La chute du général Moussa Traoré a permis par la voie des urnes l’arrivée au pouvoir de l’ADEMA. Formé surtout d’intellectuels qui ont mené la lutte clandestine bien avant les années de braises, 1989 à 1991, le peuple malien était en droit d’attendre de ce conglomérat de cadres futés, la plus grande loyauté dans la gestion politique, économique et sociale de notre pays.
Mais que ne fut pas notre surprise en constatant les pratiques rétrogrades devenues le système de gestion de l’ADEMA, repris aujourd’hui par le PDES :
– l’exclusion pour les nominations aux postes administratifs, même dans les chefs lieux d’arrondissements, la carte ADEMA et PDES sont exigées.
– la course effrénée à l’enrichissement illicite par la distribution des marchés publics de gré à gré gonflés par le biais de la surfacturation et souvent même des livraisons non effectives.
Avec la libéralisation des prix imposée par Brettons Wood depuis 1980, les sangsues de l’Etat n’ont plus recours qu’à la soustraction directe de fonds publics. Il n’y a plus d’homologation de prix ; c’est le marché, la loi de l’offre et de la demande, chère aux économies libérales, qui fixe les prix. Mais en Europe, il existe des garde-fous pour limiter les dégâts.
Malheureusement chez nous, on en a cure. On donne le marché à un partenaire ou à un ami, etc. Les négociations sont faites, avec une ou deux voitures, une ou deux villas à la clé ou autres, et chacune des parties s’en sort les poches pleines. Et vive la surfacturation, la juteuse alternative qui a remplacé le détournement de deniers publics par simple soustraction de fonds des caisses publiques.
Alpha Oumar Konaré pour se dédouaner en son temps envers les partenaires au développement avait, à l’ouverture du Forum sur la justice énuméré les pratiques frauduleuses et honteuses qui caractérisent aujourd’hui le comportement des uns et des autres.

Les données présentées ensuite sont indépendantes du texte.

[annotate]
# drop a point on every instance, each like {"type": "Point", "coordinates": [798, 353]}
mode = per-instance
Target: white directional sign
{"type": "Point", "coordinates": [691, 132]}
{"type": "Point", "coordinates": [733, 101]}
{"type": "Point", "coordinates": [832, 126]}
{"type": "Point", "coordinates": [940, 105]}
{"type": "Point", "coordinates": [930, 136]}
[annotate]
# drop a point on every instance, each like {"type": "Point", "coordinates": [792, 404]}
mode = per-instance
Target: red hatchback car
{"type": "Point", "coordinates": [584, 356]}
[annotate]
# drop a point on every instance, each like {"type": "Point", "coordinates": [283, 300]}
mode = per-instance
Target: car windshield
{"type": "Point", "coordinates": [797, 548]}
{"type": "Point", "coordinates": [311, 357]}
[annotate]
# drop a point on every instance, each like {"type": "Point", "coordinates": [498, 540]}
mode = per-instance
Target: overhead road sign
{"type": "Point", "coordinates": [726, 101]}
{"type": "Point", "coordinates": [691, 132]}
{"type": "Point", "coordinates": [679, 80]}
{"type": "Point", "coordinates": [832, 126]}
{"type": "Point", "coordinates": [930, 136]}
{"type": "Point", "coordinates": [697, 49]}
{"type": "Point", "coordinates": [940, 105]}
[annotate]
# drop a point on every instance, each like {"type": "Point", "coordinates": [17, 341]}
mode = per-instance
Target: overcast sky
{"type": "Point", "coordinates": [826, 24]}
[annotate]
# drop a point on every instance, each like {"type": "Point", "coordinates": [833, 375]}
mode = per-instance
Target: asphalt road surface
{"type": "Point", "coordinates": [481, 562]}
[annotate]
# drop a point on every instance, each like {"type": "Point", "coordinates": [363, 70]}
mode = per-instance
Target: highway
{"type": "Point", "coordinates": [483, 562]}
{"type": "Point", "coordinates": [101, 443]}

Mais sans plus ! C’était déroutant. Alors, il invite une équipe de la Banque mondiale à venir éradiquer la corruption chez nous. Ont-ils réussi à le faire aux Etats-Unis ?

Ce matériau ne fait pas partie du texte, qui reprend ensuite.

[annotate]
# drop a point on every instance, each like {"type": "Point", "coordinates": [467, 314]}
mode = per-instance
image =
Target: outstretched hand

Au Mali, le constat est que la corruption, commencée depuis 1968 avec l’avènement du pouvoir militaire, a, de nos jours, pris des proportions de cancer généralisé. La solution pour vaincre ou tout au moins endiguer la corruption ne se trouve pas dans une augmentation des salaires mais dans un bon comportement des gouvernants dans la gestion des fonds publics. C’est sous Alpha Oumar Konaré et son parti, l’Adema, que le Mali a eu ses premiers milliardaires, des cadres démocrates.

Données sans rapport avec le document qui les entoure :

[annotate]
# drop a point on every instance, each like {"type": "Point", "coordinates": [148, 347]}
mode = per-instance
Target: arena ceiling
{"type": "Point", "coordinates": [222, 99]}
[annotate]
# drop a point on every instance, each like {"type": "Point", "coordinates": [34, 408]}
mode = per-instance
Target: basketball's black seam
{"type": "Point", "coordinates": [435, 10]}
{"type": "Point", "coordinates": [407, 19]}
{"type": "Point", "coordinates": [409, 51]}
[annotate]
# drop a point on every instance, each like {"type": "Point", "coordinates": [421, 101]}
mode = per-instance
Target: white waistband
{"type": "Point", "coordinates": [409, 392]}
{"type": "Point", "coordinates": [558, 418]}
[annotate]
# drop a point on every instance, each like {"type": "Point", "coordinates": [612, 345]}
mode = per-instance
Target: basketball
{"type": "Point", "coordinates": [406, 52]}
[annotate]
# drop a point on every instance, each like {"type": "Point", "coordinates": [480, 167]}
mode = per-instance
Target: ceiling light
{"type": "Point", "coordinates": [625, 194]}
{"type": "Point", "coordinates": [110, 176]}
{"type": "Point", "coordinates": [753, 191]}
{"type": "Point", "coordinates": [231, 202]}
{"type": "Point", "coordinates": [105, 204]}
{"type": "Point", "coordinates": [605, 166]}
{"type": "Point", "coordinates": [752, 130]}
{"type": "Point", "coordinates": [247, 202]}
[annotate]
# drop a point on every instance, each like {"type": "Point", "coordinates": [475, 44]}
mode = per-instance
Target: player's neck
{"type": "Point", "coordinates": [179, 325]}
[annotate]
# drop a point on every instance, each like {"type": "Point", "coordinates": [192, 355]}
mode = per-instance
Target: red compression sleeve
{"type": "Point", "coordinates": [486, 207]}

A la réception du dernier rapport du Vérificateur général, ATT a dit ceci : «Je ne dirais pas que je suis déçu mais j’ai été touché par les polémiques autour du Bureau du Vérificateur général. Polémiques entre le Végal et ses collaborateurs, polémiques entre le vérificateur et les vérifiés, polémiques autour de certains termes. Le Vérificateur général n’est pas le procureur. Il n’est pas dit que tout ce que vous avez écrit est vrai. Quand on a l’honneur et la dignité de personnes vérifiées entre ses mains, on doit faire preuve de mesure et de responsabilité». Ces propos du président ATT font penser qu’il a regretté la création du Bureau du Vérificateur général. Même si c’était le cas, le président de la République n’a jamais épousé la conduite des travaux. On peut aisément déduire que cette institution lui aurait été imposée par les Canadiens. Sinon comment comprendre les agissements du président ATT ? Le cumul des dix (10) rapports produits par le Végal fait ressortir un manque à gagner de 423 milliards de francs CFA en sept ans.
– Malheureusement, on constate que de toutes les dérives, qui ont mis en mal le fonctionnement des institutions et des administrations, et qui continuent de plus belle, c’est-à-dire la corruption, la concussion, les détournements, certains opérateurs économiques et autres délinquants sous le sceau de l’Etat se sont accommodés avec une plus pernicieuse : «les prélèvements» de fonds publics.
Il s’agit à partir d’une complicité entre opérateurs économiques et responsables des services dépensiers de se donner les moyens de soumettre aux visas des services du contrôle financier et du trésor des mandats de paiement sous tendus par des pièces justificatives fictives alors qu’aucune fourniture n’a été livrée ou aucun service rendu.
Cette pratique, impensable sous d’autres cieux, est devenue de nos jours un fait divers compromettant notre développement et installant le pays dans la précarité où la règle d’or est de s’enrichir par tous les moyens et le plus vite possible.